AB Testing Final Project by Michael Eryan

Introduction.

The Why. Why do we want to change anything? Company wants to improve the student experience and to allow the instructors to support those students who are more likely to complete the free trial and make at least one payment.

The goal is to allow the potential students to pre-select themselves before committing to the free-trial so that the trial cancellation rates decrease. If the treatment works, there will be a smaller number of uncommitted students participating in the trial thus saving time and effort for the instructors, therefore, saving money for Company.

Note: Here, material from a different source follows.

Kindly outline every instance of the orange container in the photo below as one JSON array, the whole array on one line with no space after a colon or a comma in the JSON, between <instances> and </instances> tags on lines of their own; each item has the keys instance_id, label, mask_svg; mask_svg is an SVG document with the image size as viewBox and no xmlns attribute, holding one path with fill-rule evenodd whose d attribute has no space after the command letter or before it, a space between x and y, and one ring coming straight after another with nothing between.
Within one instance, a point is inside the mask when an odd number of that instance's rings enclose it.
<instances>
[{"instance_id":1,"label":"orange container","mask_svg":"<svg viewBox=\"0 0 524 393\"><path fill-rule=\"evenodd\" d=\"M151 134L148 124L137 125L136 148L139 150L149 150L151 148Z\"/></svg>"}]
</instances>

In this study we are not concerned about what happens to students who proceed beyond their initial payment.

Product Choices

Website visitors have two choices:

“Start free trial” (14 days for free, then automatically charged a fee if not canceled)
“Review course materials” (study on own without instructors)

Experiment (the treatment - the difference between A and B groups)

The visitors in the experiment group see a popup that asks “Check that you’re ready” after they click on the “Start free trial button.” This is the “screener question” that asks the visitor to enter the amount of time in hours he is willing to commit to the course. If the visitor enters fewer than 5 hours, a warning message displays suggesting that he reconsider enrolling in the free trial and instead proceed to “access course materials” at his own leisure.

The experiences of the visitors in the two groups are otherwise identical. The only thing that can affect a visitor’s behavior in the experiment group is the “screener question” and the warning message.

Hypothesis

Test designers hypothesize that of those students who see the warning message, a smaller portion would enroll in the free trial because some of them would take the advice and decide not to enroll. Because of this self-selection, the enrollment rate is expected to be lower among those visitors who saw the warning message than for those who did not see it. This would also translate into a higher rate of free trial completion and, therefore, paid enrollment (at least one payment) in the course.

Unit of diversion.

Unregistered visitors: unique (for the day) cookie visits to the course page

Registered visitors: user-id

Available Variables

Pageviews, Clicks, Enrollments, Payments (for more detail see Metric Choice section below)

Time Scale

Daily data

Note that the Payment data was collected not on the date shown in the table but 14 days later at the end of the trial. Because of this it is meaningless to have both Enrollment and Payment data for the last 14 days of the experiment.

Conversion Funnel Description

A person visits the course overview page and is tracked by a cookie.
The visitor can do one of three things: leave the website (majority of cases), click on “access course materials” or click on “start free trial.” We are interested only in the latter option.
When the visitor clicks “start free trial,” there is a chance he will see the question (“Check that you’re ready”) - this is the diversion into control and experiment groups.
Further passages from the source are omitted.